Answer: Absolutely. It appears you have a knowledgeable mortgage broker. The only way it makes sense to refinance to a lower rate that carries thousands in fees and points is if you hold the loan long enough to recoup the costs. The problem is that many folks don't realize how long it actually takes to pay back the costs in the form of a lower payment. Let's do some number crunching.

The principal and interest (P&I) payment on a $300,000 loan at 6.125 percent is $1,823 per month. With today's rates, you should be able to refinance a $300,000 at this rate and avoid paying any costs. Your closing costs should be wrapped into the higher interest rate, not rolled into the loan amount. Dropping the rate one percentage point to 5.125 percent would result a lower P&I payment of $1,633, but would carry significant cost. In Virginia for example, standard closing costs would total perhaps $2,300.

But 5.125 percent is a "discounted" rate, so lenders will charge points. In most areas, expect to pay up to three points for a 5.125 percent rate. Since one point is equal to one percent of the loan amount in cash, the total points would cost you $9,000.

Add the closing costs to the points and your total cash outlay in order to get a 5.125 percent rate is $11,300.
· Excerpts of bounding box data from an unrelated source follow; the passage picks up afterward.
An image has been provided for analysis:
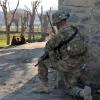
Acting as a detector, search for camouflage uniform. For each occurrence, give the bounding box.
[35,10,92,100]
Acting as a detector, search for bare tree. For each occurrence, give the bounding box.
[21,10,28,34]
[36,6,44,32]
[13,13,20,32]
[27,0,40,41]
[0,0,19,45]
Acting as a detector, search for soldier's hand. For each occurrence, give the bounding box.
[71,25,78,30]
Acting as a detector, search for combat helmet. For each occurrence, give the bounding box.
[52,10,70,24]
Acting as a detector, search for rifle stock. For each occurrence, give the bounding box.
[47,12,56,34]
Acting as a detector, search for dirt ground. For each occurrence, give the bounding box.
[0,42,75,100]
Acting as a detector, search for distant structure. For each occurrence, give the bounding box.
[58,0,100,79]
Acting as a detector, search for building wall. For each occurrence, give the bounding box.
[58,0,100,79]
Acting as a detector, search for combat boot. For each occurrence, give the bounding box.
[32,82,49,93]
[80,86,92,100]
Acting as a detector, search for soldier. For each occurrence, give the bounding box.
[34,11,92,100]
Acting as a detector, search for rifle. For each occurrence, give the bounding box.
[47,12,56,34]
[35,53,49,67]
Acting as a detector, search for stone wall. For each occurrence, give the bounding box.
[58,0,100,80]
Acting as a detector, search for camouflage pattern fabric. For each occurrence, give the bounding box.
[38,25,87,96]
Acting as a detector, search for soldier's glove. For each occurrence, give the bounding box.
[80,64,88,70]
[70,25,78,30]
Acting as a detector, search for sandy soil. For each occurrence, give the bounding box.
[0,42,74,100]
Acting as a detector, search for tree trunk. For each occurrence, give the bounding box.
[28,26,32,42]
[6,26,10,45]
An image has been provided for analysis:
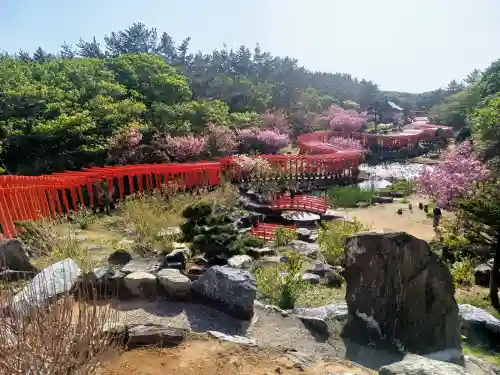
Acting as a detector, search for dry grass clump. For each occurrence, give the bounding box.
[0,266,118,375]
[19,219,93,270]
[120,184,238,256]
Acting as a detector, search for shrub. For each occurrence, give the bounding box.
[328,186,376,207]
[181,201,258,259]
[257,130,290,154]
[328,137,364,151]
[450,258,474,288]
[274,227,299,247]
[417,141,490,209]
[318,218,368,265]
[254,252,310,309]
[71,206,97,229]
[163,135,207,162]
[206,123,240,156]
[0,266,118,375]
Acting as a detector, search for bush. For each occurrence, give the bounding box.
[328,186,376,208]
[71,206,97,229]
[274,227,299,247]
[254,252,310,309]
[0,266,118,375]
[450,258,474,288]
[378,179,416,197]
[318,218,369,265]
[18,220,93,271]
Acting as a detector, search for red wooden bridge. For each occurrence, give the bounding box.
[0,123,451,238]
[271,194,328,214]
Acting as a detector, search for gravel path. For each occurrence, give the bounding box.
[109,300,345,358]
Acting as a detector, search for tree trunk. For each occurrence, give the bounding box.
[490,238,500,313]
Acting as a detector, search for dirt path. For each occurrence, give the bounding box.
[337,197,452,241]
[110,300,345,358]
[97,339,376,375]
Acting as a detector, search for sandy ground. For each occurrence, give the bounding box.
[336,197,452,241]
[97,339,376,375]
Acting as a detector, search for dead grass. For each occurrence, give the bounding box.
[0,270,118,375]
[97,339,376,375]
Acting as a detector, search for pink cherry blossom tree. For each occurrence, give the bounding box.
[327,105,367,133]
[205,123,240,156]
[416,141,490,209]
[107,124,142,164]
[328,137,365,151]
[162,135,207,162]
So the bottom line here is that you can pay $11,300 in order to drop your rate by one percent. This drops your payment by $190 per month.

Divide $11,300 into $190 and we find that it will take 59.47 months to recoup your costs in the form of a lower mortgage payment. That's five years. So looking at the surface, one might think that if you plan on holding the loan for more than five years, you should fork out the dough and get the lower rate.

The problem is that this is an inaccurate method to calculate your "recoup time". Remember that mortgage interest is deductible on your tax return and you pay more interest at 6.125 percent than at 5.125 percent. In fact, my calculator tells me that over the next five years, you would pay $14,982 in more tax deductible interest at the higher rate. Assuming a 28 percent tax bracket, this would mean you would pay $4,195 less in taxes to Uncle Sam. Divide that number by 60 months, and you see that your monthly tax savings is $70.

Since you save $70 in taxes taking the higher rate, we must subtract is from the difference in P&I payments. $190 minus $70 is $120 per month. This is the real difference in payments between 5.125 percent and 6.125 percent. Divide $120 into your cost of $11,300 and your new recoup time jumps to 94 months, or about eight years.

But wait, there's more. These calculations assume a loan amount of $300,000 in both scenarios. In other words, you need to come up with the $11,300 in cash. I realize that the markets aren't doing very well these days but it's probably safe to say that over five years or more, your $11,300 could probably earn a minimum of three percent per year. That's an extra $339, or $28 each month that you can't earn if you throw the money away in points and closing costs. Subtract $28 from $120 and your new difference between 5.125 percent and 6.125 percent drops to $92.

$11,300 divided by $92 is 123 months, or 10.25 years. That's an awful long time to wait before you recoup your costs. In order for the lower rate, high cost loan to make sense, you have to be absolutely certain that you're going to hold the loan that long. Otherwise, you have lost money. And statistically, people don't hold loans for more than about five years. They refinance, move or otherwise pay off the loan.

You're mortgage broker gave you good advice. Take the higher rate and avoid giving the bank a giant up-front fee.